BONJESTA 10 mg/10 mg GASTRO-RESISTANT TABLETS

2. What you need to know before you take Bonjesta

Do not take Bonjesta if:

• You are allergic to doxylamine hydrogen succinate or other antihistamines (such as diphenhydramine), pyridoxine hydrochloride, or any of the other ingredients of this medicine (listed in section 6).
• You are taking medicines for depression called monoamine oxidase inhibitors (MAOIs)
• You are taking medicines known as potent CYP450 isoenzyme inhibitors.
• You have porphyria (a very rare metabolic disorder).

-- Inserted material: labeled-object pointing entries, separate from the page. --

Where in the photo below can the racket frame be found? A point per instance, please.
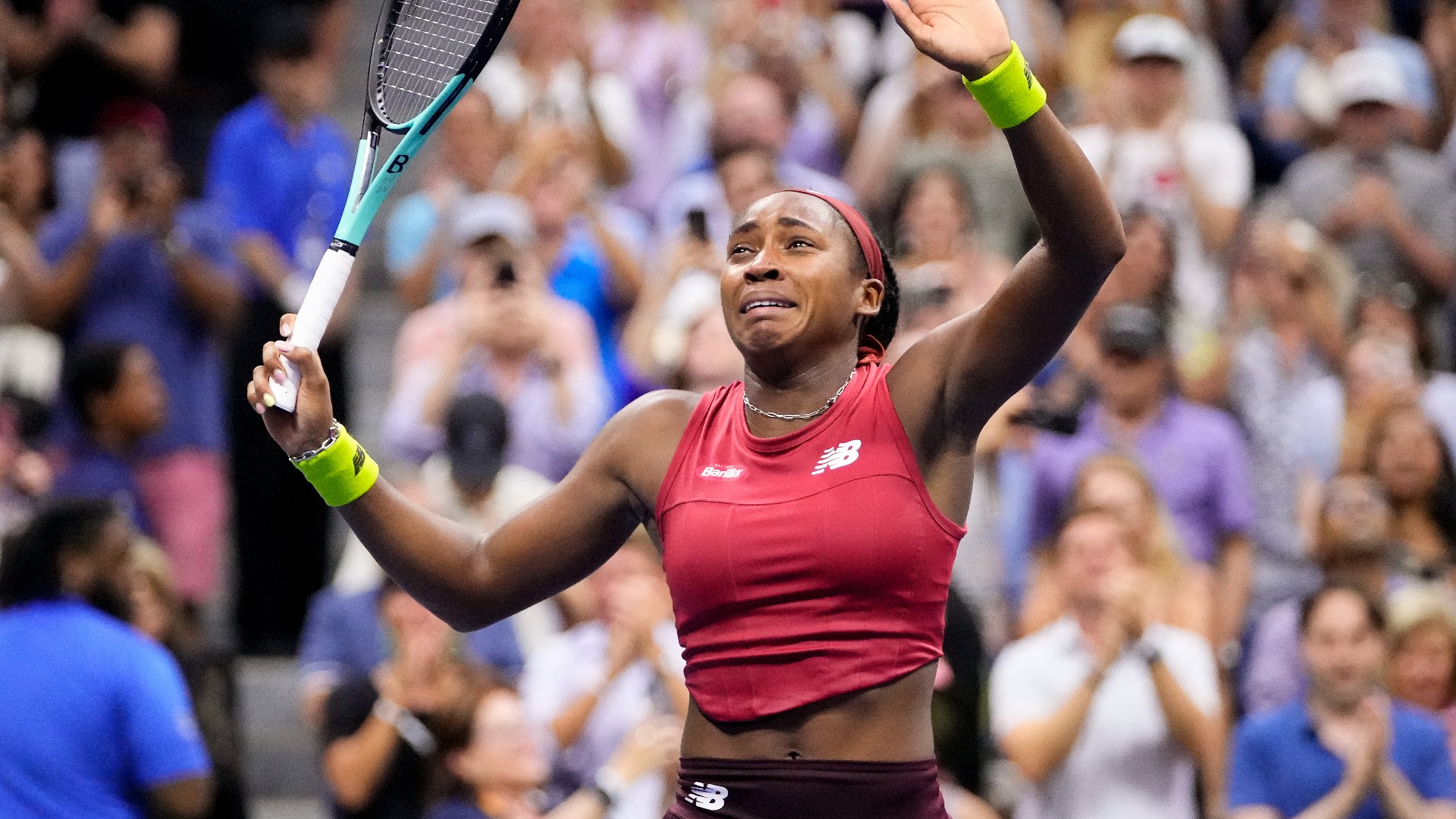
(369, 190)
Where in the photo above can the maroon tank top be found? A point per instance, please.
(802, 566)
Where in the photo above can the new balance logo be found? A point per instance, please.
(708, 798)
(837, 457)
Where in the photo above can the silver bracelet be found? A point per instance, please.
(328, 442)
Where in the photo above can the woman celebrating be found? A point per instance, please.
(807, 516)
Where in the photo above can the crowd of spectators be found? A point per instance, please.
(1210, 557)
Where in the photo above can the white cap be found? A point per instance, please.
(1153, 36)
(1366, 74)
(492, 215)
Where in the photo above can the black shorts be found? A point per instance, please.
(783, 789)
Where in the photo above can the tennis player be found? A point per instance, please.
(807, 516)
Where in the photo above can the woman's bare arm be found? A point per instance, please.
(565, 535)
(959, 375)
(954, 379)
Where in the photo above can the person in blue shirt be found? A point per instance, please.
(98, 722)
(1347, 751)
(140, 264)
(280, 174)
(120, 398)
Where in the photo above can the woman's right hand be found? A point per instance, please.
(308, 426)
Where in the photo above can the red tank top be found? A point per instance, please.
(802, 566)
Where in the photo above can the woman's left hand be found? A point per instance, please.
(968, 37)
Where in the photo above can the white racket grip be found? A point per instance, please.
(313, 318)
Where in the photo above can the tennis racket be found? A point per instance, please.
(427, 55)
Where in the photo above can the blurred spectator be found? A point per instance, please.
(142, 265)
(120, 400)
(472, 143)
(1106, 711)
(596, 682)
(25, 475)
(1354, 544)
(161, 614)
(1194, 455)
(924, 118)
(1088, 60)
(85, 55)
(25, 180)
(791, 44)
(98, 719)
(1423, 651)
(937, 242)
(1301, 93)
(1389, 206)
(1178, 594)
(1411, 461)
(1332, 417)
(592, 260)
(215, 66)
(1283, 333)
(750, 111)
(660, 55)
(469, 484)
(504, 334)
(378, 742)
(1347, 749)
(710, 357)
(1144, 278)
(280, 169)
(548, 76)
(494, 764)
(1196, 172)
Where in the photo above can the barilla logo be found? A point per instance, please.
(721, 472)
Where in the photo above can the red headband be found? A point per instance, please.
(864, 235)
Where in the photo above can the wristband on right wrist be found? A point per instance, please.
(340, 471)
(1009, 93)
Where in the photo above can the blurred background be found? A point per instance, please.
(1261, 395)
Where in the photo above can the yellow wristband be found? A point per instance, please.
(341, 472)
(1011, 93)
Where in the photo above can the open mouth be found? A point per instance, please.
(766, 305)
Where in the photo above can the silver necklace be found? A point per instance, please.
(801, 416)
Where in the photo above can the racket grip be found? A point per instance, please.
(313, 316)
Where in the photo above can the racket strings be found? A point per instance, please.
(425, 44)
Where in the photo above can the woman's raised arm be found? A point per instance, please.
(957, 376)
(472, 582)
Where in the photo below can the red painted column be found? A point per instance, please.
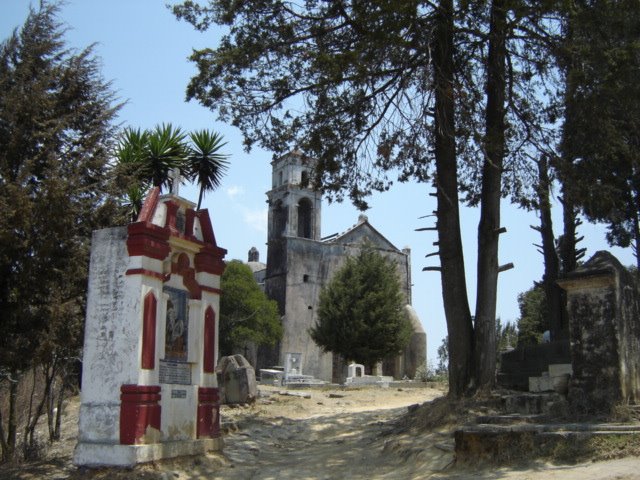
(209, 360)
(148, 360)
(139, 409)
(208, 413)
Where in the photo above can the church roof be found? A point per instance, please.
(360, 232)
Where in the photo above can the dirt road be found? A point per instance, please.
(320, 434)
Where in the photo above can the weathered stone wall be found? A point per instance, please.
(310, 265)
(604, 331)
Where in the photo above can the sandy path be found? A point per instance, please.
(334, 434)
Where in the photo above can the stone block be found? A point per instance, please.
(237, 378)
(555, 370)
(540, 384)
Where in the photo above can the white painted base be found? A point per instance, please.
(112, 455)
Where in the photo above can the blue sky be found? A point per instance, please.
(144, 51)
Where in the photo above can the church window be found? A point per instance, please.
(305, 210)
(279, 218)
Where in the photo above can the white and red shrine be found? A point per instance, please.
(149, 389)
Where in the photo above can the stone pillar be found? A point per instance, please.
(149, 388)
(604, 334)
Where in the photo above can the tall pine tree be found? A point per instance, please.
(56, 115)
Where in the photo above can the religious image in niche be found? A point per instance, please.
(176, 325)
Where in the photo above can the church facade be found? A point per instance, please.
(300, 262)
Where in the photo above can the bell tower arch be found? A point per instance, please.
(294, 207)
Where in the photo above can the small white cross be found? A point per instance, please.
(175, 180)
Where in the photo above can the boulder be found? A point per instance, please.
(237, 380)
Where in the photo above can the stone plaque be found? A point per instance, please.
(175, 372)
(178, 394)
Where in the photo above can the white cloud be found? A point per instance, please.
(235, 191)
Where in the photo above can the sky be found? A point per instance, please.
(144, 52)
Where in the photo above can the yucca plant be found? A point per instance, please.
(206, 165)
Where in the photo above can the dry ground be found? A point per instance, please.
(335, 434)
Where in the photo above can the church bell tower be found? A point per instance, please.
(294, 207)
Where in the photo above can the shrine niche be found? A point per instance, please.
(149, 389)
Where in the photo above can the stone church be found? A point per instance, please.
(300, 262)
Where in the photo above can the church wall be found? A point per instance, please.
(310, 265)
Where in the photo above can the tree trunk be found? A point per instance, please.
(454, 288)
(12, 426)
(552, 290)
(488, 228)
(568, 258)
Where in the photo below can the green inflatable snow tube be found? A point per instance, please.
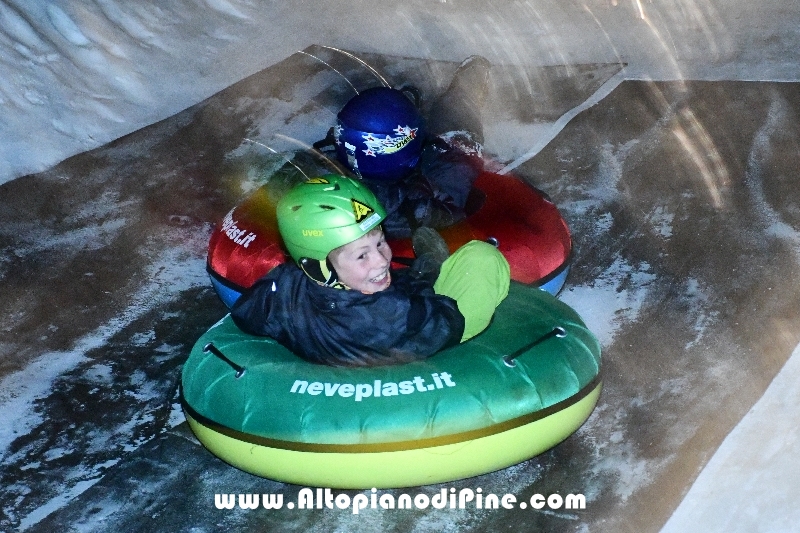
(517, 389)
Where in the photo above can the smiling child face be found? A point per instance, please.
(363, 264)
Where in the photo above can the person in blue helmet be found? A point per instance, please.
(422, 171)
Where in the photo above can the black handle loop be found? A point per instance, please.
(413, 94)
(557, 331)
(240, 370)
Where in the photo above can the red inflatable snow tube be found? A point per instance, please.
(524, 223)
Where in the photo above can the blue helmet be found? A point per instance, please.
(379, 134)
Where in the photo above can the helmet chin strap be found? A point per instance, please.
(322, 272)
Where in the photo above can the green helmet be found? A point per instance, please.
(322, 214)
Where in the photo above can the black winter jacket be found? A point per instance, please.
(434, 195)
(405, 322)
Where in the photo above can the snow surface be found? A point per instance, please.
(79, 73)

Do not take this medicine if you are in any of the above situations. If you are not sure, consult your doctor or pharmacist before taking this medicine.

Warnings and precautions

Consult your doctor or pharmacist before starting to take this medicine, if you have ever had:

• Asthma or other respiratory disorders such as chronic bronchitis (persistent inflammation of the bronchi) and pulmonary emphysema (a disease that affects the lungs making it difficult to breathe).
• Increased eye pressure.
• An eye problem called "narrow-angle glaucoma".
• Stomach ulcer.
• Obstruction in the intestine, between the stomach and the small intestine.
• Blockage in the bladder.
• Liver and/or kidney disease.
• Prolonged QT interval syndrome (heart disease)
• Epilepsy
• Low potassium levels in the blood or other electrolyte disturbances.

Also, talk to your doctor or pharmacist before taking this medicine if:

• You are taking cough or cold medicines, sleep aids, or certain pain relievers.
• You have been drinking alcohol.

If you are in any of the above situations (or are unsure), consult your doctor or pharmacist before taking this medicine.

If you suffer from severe nausea and vomiting during pregnancy, a condition called hyperemesis gravidarum, you should be treated by a specialist.

This medicine may increase sensitivity to light, so it is not recommended to sunbathe during treatment.

This medicine may increase dehydration and cause heat stroke due to decreased sweating.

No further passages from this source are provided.